2. Gagal Jantung Kiri Akut
Biasanya terjadi pada penderita hipertensi sedang atau berat, sebagai
akibat dari bertambahnya beban pada ventrikel kiri. Udem paru akut akan
membaik bila tensi telah terkontrol.
Obat pilihan : Trimetapan dan Natrium nitroprusid. Pemberian Diuretik IV
akan mempercepat perbaikan
3. Feokromositoma
Katekolamin dalam jumlah berlebihan yang dikeluarkan oleh tumor akan
berakibat kenaikan tekanan darah. Gejala biasanya timbul mendadak : nyeri
kepala, palpitasi, keringat banyak dan tremor. Obat pilihan : Pentolamin 5-10 mg
IV.
4. Deseksi Aorta Anerisma Akut
Awalnya terjadi robekan tunika intima, sehingga timbul hematom yang
meluas. Bila terjadi ruptur maka akan terjadi kematian. Gejala yang timbul
biasanya adalah nyeri dada tidaj khas yang menjalar ke punggung perut dan
anggota bawah. Auskultasi : didapatkan bising kelainan katup aorta atau
cabangnya dan perbedaan tekanan darah pada kedua lengan. Pengobatan dengan
pembedahan, dimana sebelumnya tekanan darah diturunkan terlebih dulu dengan
obat pilihan : Trimetapan atau Sodium Nitroprusid.

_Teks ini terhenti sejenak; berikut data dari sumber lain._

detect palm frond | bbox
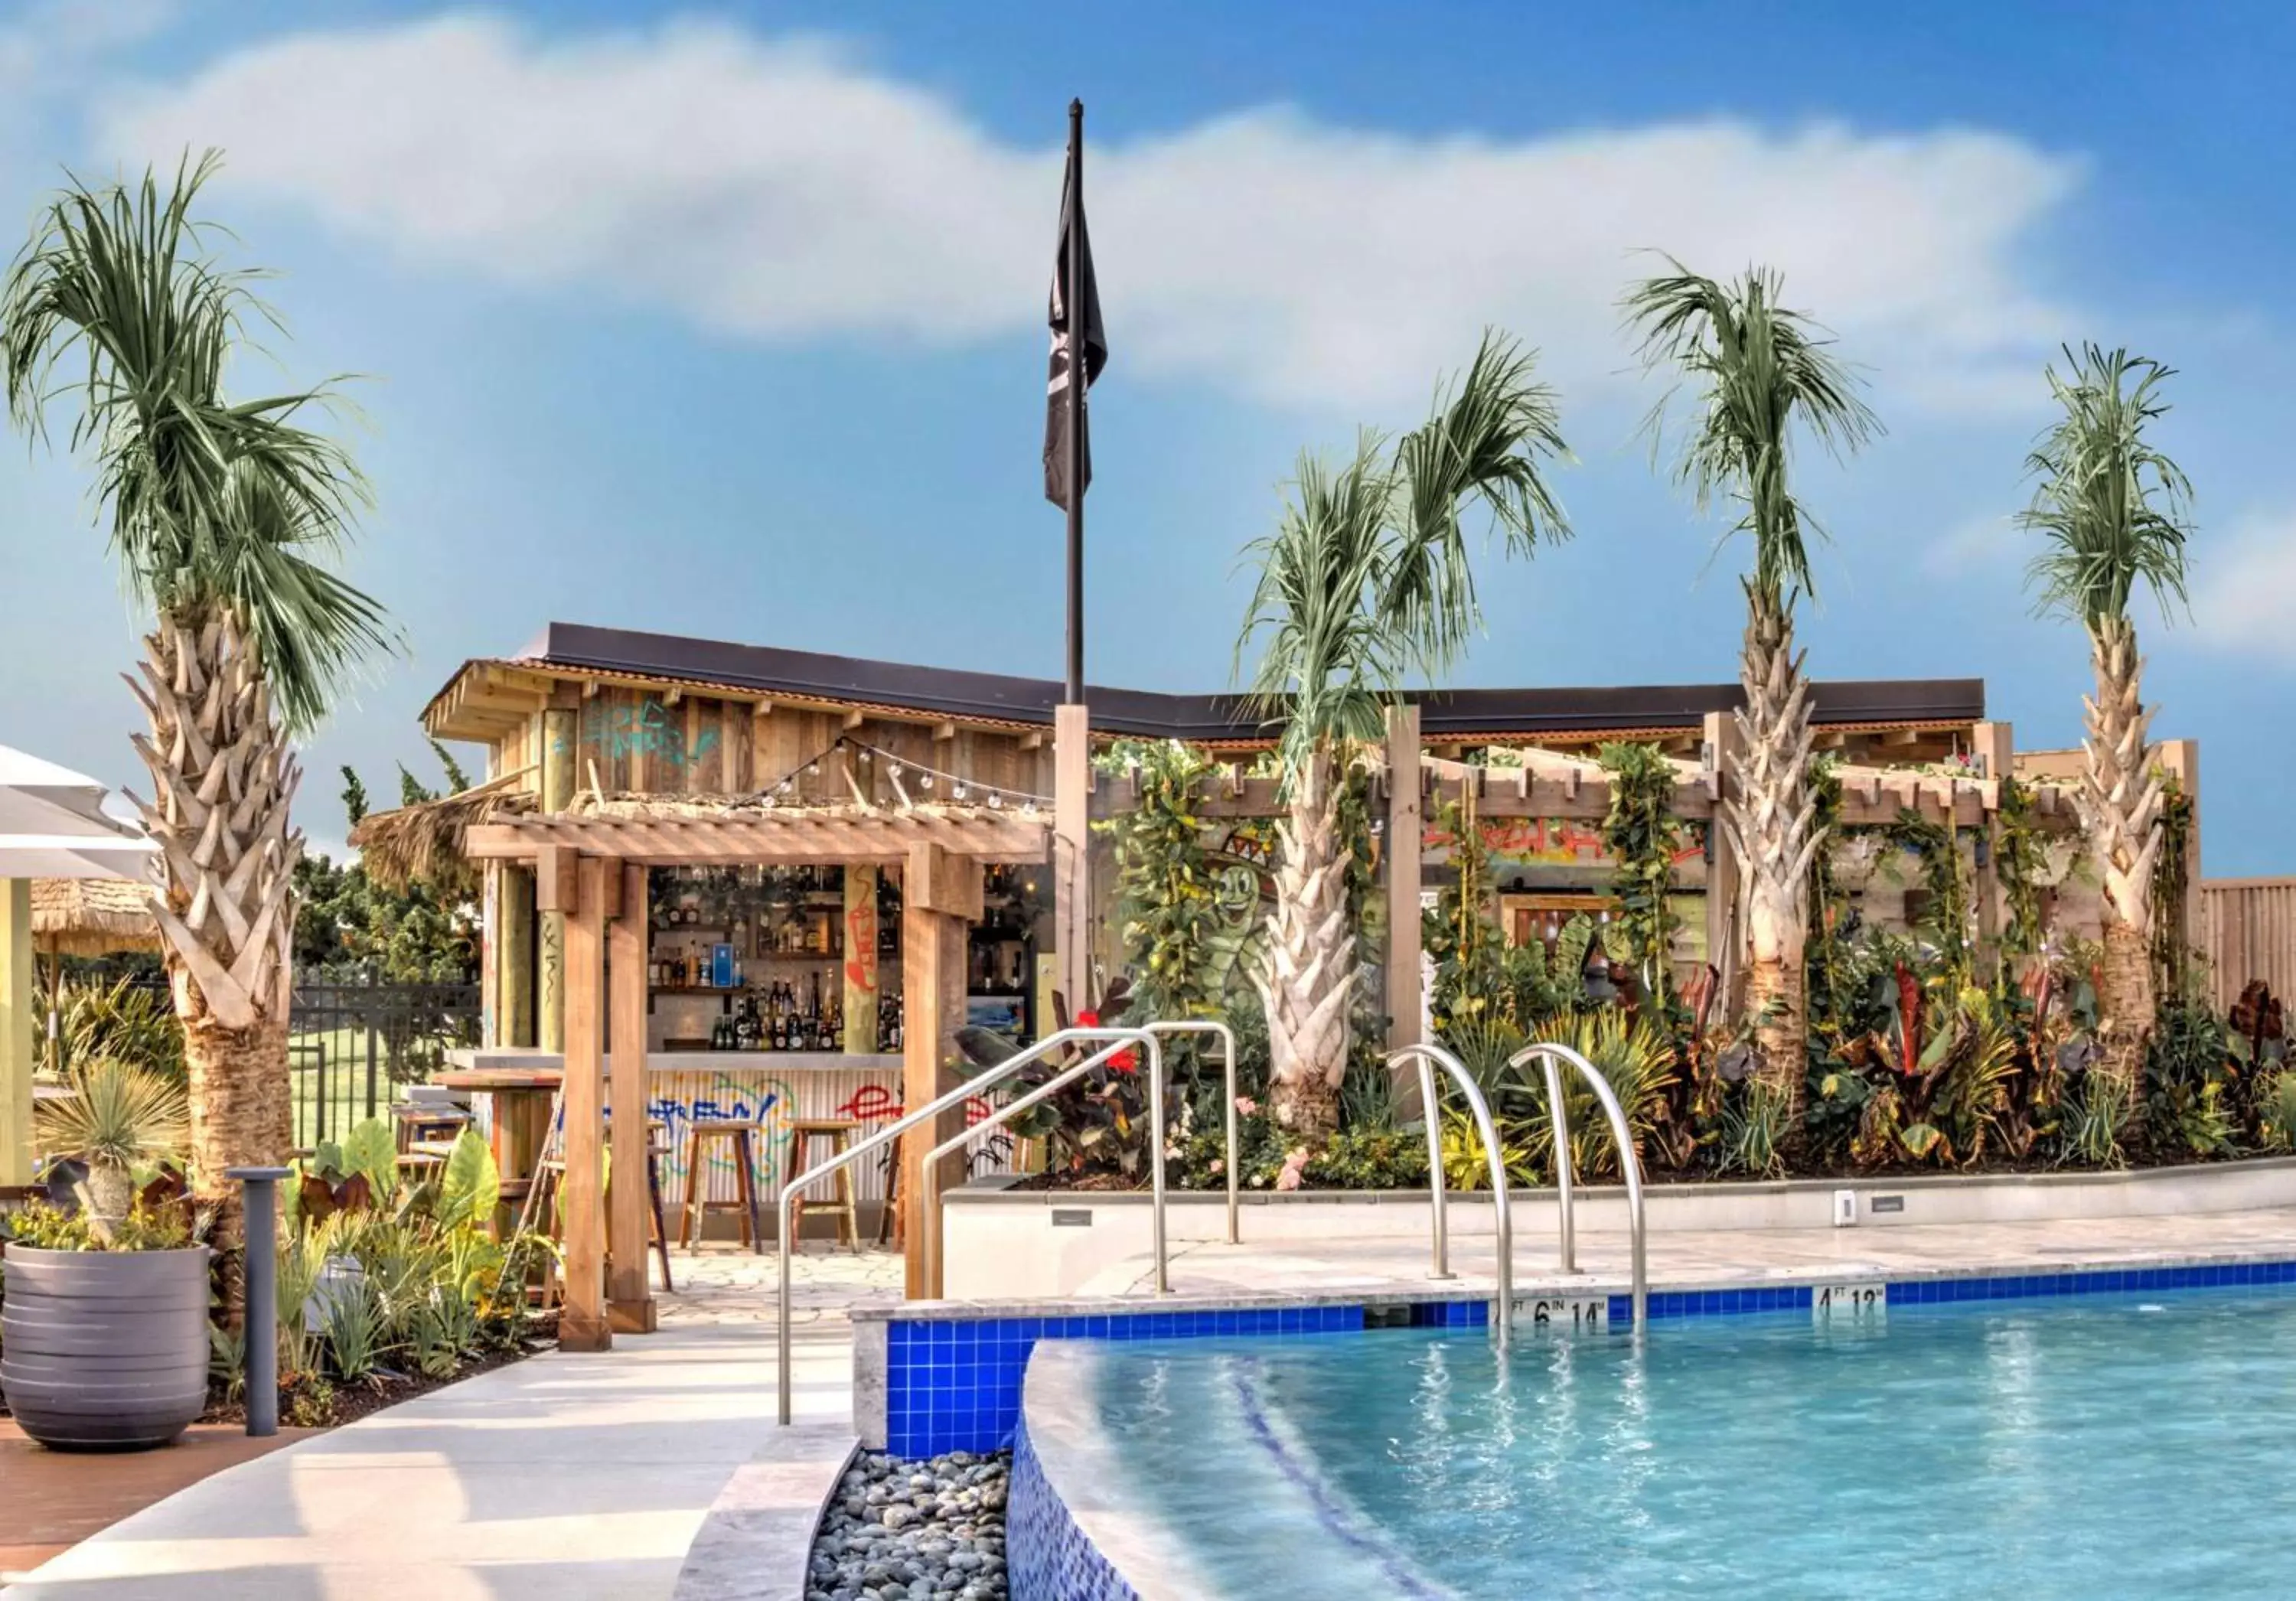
[1623,257,1879,607]
[1234,331,1571,780]
[2017,342,2193,631]
[0,151,396,730]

5. Toksemia Gravidarum Gejala yang muncul adalah kejang-kejang dan
kebingungan. Obat pilihan : Hidralazin kemudian dilanjutkan dengan klonidin.
6. Perdarahan Intrakranial
Pengobatan hipertensi pada kasus ini harus dilakukan dengan hati-hati, karena
penurunan tekanan
yang cepat dapat menghilangkan spasme pembuluh darah disekitar tempat
perdarahan, yang justru
akan menambah perdarahan. Penurunan tekanan darah dilakukan sebanyak 10-15
% atau diastolik
dipertahankan sekitar 110-120 mmHg Obat pilihan : Trimetapan atau Hidralazin.